No environmental provisions. Section II addresses ratepayer costs from data center energy use but says nothing about the environmental impact of AI infrastructure buildout more broadly.
No liability framework. Beyond the state preemption provisions (which shield developers from state-level liability), the framework proposes no federal liability framework for AI harms. If a state can't hold a developer liable for third-party misuse and there's no federal mechanism either, who's accountable?
The International Context
The framework explicitly positions itself against the EU AI Act. US CTO Michael Kratsios called the EU's approach "an absolute disaster" at Davos. The contrast is stark:
| US Framework | EU AI Act | |
|---|---|---|
| Philosophy | Innovation-first | Rights-first, risk-based |
| New regulator | Explicitly prohibited | European AI Office created |
| Risk classification | None | Four tiers with banned uses |
| Safety testing | Industry-led, voluntary | Mandatory for high-risk systems |
| Enforcement | Existing agencies | Fines up to 7% global turnover |
The EU's approach has its own problems — overclassification, compliance costs, potential chilling effects on European AI development. But the US framework swings so far in the opposite direction that it creates a different set of risks: no accountability mechanisms, no safety floor, and a regulatory vacuum that benefits incumbents who can afford to self-regulate.

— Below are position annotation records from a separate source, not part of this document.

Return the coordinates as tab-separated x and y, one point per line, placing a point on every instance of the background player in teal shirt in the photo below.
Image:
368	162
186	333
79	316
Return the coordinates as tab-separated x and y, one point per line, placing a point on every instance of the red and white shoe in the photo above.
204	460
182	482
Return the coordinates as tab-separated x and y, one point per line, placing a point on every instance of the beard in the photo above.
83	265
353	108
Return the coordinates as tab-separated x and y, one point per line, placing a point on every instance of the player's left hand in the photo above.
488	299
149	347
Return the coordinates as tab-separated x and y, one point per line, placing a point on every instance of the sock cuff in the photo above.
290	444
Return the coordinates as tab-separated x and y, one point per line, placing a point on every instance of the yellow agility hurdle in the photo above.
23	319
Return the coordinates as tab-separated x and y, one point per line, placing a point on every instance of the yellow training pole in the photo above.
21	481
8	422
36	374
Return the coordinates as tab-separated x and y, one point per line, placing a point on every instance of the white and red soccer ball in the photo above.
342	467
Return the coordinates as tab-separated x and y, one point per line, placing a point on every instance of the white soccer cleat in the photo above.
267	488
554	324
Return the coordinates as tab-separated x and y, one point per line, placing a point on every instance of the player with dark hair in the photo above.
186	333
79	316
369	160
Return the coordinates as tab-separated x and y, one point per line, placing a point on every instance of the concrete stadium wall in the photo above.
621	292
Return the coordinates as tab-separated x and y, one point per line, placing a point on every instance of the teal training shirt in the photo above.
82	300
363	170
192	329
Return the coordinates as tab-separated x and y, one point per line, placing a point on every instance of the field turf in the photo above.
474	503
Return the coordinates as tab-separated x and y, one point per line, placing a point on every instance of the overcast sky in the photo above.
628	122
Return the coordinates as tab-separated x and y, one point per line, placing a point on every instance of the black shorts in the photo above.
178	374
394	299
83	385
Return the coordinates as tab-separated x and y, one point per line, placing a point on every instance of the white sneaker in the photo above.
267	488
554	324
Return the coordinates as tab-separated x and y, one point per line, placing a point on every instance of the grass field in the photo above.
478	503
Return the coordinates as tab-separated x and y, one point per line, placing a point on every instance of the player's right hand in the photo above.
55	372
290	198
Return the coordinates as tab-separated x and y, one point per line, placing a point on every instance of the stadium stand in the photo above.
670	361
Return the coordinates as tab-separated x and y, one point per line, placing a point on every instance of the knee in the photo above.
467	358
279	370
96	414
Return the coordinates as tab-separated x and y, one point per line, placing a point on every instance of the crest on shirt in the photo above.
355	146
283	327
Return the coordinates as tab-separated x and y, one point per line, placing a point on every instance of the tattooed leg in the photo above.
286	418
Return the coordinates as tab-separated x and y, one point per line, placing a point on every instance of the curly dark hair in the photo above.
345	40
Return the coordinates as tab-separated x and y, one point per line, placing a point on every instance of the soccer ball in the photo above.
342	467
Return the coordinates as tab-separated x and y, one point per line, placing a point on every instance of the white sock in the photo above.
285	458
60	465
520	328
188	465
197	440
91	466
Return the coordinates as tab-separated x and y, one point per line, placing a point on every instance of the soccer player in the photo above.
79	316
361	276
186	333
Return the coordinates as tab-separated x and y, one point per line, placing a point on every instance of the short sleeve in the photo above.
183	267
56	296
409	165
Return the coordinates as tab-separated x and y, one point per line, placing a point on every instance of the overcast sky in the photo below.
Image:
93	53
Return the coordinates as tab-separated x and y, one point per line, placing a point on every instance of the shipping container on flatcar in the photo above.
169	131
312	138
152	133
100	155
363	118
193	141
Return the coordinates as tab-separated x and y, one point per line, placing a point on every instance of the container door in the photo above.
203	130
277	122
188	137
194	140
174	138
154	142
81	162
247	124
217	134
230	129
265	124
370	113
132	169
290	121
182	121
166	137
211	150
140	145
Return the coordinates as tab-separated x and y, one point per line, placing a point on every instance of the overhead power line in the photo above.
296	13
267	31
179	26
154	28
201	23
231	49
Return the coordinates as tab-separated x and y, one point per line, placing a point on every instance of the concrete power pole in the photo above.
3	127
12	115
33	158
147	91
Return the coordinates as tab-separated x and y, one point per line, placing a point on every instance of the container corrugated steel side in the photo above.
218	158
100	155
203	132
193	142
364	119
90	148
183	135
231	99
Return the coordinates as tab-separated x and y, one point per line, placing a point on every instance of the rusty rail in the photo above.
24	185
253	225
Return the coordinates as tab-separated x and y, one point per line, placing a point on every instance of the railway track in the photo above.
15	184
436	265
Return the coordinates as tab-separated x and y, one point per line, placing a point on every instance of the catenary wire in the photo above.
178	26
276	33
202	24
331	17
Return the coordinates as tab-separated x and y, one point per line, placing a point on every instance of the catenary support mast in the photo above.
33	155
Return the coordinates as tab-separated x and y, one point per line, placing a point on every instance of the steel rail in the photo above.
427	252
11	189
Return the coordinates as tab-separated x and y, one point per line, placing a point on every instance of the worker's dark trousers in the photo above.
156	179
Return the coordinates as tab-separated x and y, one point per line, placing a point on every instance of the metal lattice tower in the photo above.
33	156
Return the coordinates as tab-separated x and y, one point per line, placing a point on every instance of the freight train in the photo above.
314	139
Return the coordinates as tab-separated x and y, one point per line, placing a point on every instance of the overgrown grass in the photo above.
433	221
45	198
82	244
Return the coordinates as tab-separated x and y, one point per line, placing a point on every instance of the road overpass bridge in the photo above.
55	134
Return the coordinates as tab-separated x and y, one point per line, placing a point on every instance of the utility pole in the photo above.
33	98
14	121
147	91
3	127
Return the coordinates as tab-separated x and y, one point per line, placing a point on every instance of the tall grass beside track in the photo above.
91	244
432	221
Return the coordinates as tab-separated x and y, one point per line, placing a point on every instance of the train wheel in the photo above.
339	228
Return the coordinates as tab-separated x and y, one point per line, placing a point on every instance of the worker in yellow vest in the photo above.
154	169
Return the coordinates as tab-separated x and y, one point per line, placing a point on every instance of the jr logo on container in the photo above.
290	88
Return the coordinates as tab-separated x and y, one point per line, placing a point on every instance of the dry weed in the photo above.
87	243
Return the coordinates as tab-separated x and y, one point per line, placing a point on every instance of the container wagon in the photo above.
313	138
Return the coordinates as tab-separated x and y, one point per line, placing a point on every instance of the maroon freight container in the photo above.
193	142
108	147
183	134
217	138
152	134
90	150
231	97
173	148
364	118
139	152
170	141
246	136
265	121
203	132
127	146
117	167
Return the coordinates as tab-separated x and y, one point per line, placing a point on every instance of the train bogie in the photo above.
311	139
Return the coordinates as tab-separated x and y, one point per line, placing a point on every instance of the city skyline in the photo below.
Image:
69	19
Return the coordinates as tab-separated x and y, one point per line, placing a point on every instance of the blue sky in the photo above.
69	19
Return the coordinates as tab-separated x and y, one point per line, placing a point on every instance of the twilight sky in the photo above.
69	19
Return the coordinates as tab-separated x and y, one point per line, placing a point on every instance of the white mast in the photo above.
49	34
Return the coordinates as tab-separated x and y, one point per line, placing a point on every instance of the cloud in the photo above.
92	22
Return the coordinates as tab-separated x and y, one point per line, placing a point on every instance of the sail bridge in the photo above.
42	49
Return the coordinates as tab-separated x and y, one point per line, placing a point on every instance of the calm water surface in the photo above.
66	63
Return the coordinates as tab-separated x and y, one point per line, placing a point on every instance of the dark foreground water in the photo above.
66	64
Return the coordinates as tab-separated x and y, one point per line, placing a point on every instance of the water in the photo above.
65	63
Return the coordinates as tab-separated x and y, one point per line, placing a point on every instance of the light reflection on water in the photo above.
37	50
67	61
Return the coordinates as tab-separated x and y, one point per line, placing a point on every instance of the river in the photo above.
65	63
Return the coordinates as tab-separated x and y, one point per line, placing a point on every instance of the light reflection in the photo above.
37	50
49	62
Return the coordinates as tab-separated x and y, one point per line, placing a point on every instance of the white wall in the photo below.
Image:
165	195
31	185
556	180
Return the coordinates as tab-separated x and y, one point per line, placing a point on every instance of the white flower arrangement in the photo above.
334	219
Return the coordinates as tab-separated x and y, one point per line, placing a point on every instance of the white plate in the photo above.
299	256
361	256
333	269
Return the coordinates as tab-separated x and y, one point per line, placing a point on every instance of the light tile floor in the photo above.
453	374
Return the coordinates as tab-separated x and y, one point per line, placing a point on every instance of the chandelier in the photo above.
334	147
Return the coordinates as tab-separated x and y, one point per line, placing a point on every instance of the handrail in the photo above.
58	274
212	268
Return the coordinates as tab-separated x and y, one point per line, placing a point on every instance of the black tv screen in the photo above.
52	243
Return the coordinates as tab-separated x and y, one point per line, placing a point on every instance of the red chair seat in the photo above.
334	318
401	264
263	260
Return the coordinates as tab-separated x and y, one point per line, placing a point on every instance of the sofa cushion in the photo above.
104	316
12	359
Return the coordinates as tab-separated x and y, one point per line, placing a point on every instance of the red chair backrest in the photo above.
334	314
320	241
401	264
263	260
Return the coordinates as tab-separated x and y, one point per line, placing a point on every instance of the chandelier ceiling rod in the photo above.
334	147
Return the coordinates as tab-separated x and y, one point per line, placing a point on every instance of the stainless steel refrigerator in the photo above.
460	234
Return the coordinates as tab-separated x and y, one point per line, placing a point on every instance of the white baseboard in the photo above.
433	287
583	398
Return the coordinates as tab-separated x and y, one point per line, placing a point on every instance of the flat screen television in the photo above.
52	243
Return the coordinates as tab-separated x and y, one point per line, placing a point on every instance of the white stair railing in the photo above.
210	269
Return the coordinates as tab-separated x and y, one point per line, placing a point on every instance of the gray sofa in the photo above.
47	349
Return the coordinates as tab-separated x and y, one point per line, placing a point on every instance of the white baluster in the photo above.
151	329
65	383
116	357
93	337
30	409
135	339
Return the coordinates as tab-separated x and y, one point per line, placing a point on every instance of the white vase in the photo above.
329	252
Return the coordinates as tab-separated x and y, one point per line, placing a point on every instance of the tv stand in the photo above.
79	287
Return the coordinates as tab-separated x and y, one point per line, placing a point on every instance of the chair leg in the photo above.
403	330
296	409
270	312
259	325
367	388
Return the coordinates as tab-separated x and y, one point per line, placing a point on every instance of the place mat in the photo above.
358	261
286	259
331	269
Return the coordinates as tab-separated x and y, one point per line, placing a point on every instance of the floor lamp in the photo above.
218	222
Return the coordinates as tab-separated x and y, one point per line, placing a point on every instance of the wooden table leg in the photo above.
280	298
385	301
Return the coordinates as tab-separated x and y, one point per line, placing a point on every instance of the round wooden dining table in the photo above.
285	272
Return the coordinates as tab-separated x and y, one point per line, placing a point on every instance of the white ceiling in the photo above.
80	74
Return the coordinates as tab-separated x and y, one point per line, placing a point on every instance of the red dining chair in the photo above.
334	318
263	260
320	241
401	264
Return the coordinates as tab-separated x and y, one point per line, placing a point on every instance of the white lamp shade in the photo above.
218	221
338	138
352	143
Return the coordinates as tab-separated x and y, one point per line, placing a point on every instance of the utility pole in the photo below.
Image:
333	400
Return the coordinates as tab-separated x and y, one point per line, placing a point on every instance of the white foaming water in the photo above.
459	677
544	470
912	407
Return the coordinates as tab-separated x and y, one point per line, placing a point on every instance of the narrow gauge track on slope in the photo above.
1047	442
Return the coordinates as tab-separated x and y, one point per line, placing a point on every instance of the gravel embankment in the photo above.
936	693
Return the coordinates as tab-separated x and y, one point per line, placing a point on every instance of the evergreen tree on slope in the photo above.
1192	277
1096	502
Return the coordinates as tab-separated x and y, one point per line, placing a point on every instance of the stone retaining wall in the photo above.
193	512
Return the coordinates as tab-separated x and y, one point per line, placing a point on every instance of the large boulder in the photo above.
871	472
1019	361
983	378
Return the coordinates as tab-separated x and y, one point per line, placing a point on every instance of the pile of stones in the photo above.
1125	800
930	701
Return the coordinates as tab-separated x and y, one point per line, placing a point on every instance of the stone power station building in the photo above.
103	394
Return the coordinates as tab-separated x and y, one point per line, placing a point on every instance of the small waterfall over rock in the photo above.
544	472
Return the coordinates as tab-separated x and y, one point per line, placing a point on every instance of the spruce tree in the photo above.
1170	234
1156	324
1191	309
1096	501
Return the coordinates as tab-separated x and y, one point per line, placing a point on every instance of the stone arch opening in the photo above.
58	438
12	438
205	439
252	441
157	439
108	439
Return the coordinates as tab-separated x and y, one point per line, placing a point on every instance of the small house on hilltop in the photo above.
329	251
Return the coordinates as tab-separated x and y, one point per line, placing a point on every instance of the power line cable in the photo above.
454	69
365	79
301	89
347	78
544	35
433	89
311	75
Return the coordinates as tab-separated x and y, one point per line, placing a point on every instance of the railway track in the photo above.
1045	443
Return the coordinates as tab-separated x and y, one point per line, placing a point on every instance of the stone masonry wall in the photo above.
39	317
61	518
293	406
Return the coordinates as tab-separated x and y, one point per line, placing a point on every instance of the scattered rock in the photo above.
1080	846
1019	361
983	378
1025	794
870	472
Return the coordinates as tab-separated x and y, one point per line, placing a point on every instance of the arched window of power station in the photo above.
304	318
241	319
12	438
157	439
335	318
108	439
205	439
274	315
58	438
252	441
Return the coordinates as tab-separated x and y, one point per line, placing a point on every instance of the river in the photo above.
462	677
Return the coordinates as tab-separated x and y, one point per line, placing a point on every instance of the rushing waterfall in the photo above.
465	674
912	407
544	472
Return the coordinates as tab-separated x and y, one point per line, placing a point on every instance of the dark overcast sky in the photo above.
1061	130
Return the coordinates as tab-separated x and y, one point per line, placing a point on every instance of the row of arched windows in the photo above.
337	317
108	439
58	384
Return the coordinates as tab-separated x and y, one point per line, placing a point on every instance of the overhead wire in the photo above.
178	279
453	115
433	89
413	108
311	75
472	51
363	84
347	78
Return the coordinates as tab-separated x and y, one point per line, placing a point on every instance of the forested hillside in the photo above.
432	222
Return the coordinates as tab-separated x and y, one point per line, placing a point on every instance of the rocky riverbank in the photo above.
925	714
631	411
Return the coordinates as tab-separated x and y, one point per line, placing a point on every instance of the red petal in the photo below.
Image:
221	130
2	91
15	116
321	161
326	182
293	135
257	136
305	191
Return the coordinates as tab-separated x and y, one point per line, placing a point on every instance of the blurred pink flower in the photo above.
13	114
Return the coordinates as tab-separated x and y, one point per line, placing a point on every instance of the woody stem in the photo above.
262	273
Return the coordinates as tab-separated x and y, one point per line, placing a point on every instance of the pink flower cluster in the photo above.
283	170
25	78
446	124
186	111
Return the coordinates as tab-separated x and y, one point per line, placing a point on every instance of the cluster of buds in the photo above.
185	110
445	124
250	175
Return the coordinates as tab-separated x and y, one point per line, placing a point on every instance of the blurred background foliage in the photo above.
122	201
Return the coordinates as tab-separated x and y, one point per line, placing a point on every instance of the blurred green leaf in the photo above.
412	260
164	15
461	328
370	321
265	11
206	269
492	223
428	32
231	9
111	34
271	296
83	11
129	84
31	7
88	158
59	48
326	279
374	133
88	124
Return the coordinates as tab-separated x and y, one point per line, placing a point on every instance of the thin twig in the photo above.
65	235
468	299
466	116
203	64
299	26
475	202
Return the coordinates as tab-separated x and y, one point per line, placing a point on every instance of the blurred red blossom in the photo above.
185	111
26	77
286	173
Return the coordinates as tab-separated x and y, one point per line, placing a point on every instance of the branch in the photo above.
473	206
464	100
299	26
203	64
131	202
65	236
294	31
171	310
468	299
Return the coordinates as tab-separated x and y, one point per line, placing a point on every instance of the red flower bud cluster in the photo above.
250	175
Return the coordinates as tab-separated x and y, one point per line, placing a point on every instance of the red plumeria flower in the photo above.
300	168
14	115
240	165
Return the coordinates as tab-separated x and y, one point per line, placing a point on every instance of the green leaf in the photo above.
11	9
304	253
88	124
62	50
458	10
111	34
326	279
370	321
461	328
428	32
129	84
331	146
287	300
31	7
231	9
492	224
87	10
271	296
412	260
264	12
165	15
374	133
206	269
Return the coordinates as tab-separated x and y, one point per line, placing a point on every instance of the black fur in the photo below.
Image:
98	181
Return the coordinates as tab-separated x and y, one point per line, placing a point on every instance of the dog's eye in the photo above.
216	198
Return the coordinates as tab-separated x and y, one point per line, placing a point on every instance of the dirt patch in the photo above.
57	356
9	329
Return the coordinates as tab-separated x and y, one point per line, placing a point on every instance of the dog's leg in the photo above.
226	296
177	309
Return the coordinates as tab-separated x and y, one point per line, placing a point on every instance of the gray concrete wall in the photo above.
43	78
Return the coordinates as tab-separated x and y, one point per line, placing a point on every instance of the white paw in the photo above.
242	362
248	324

China, meanwhile, has taken a third path — embedding governance requirements directly into AI system architecture rather than relying on post-deployment enforcement. Global AI companies now navigate three fundamentally incompatible regulatory regimes.
Looking Ahead
The framework is a wishlist, not legislation. Public Citizen called it "dead on arrival in Congress," which may overstate the case, but the bipartisan pushback on preemption alone suggests the final legislation will look different.
Three scenarios seem most likely:
Scenario 1: Partial adoption. Congress cherry-picks the least controversial provisions (child safety, anti-fraud, workforce training) and punts on preemption and copyright. Most likely outcome.
Scenario 2: Courts fill the gap. In the absence of legislation, the courts continue to define AI law piecemeal — on copyright, on liability, on discrimination. The framework's preferred outcome for copyright, and the default outcome for everything else.
Scenario 3: An AI incident forces action. A significant AI harm event — a discriminatory hiring system affecting thousands, a deepfake influencing an election, an AI system failure causing physical harm — creates political pressure for emergency legislation that looks nothing like this framework. The tail risk nobody is planning for.
The most consequential thing about the White House AI Framework isn't what it proposes. It's what it reveals about the current administration's theory of AI governance: that the technology is best regulated by the companies building it, that the primary risk is overregulation rather than underregulation, and that the federal government's role is to clear the runway rather than set the guardrails.
Whether you agree with that theory or not, you should understand what it means in practice: no safety testing floor, no liability framework, no security researcher protections, and a preemption regime that prevents states from filling these gaps. The framework is a bet that the benefits of unregulated AI development will outweigh the harms. It may be right. But it's worth noting that we made the same bet with social media, and the consensus on how that turned out is not encouraging.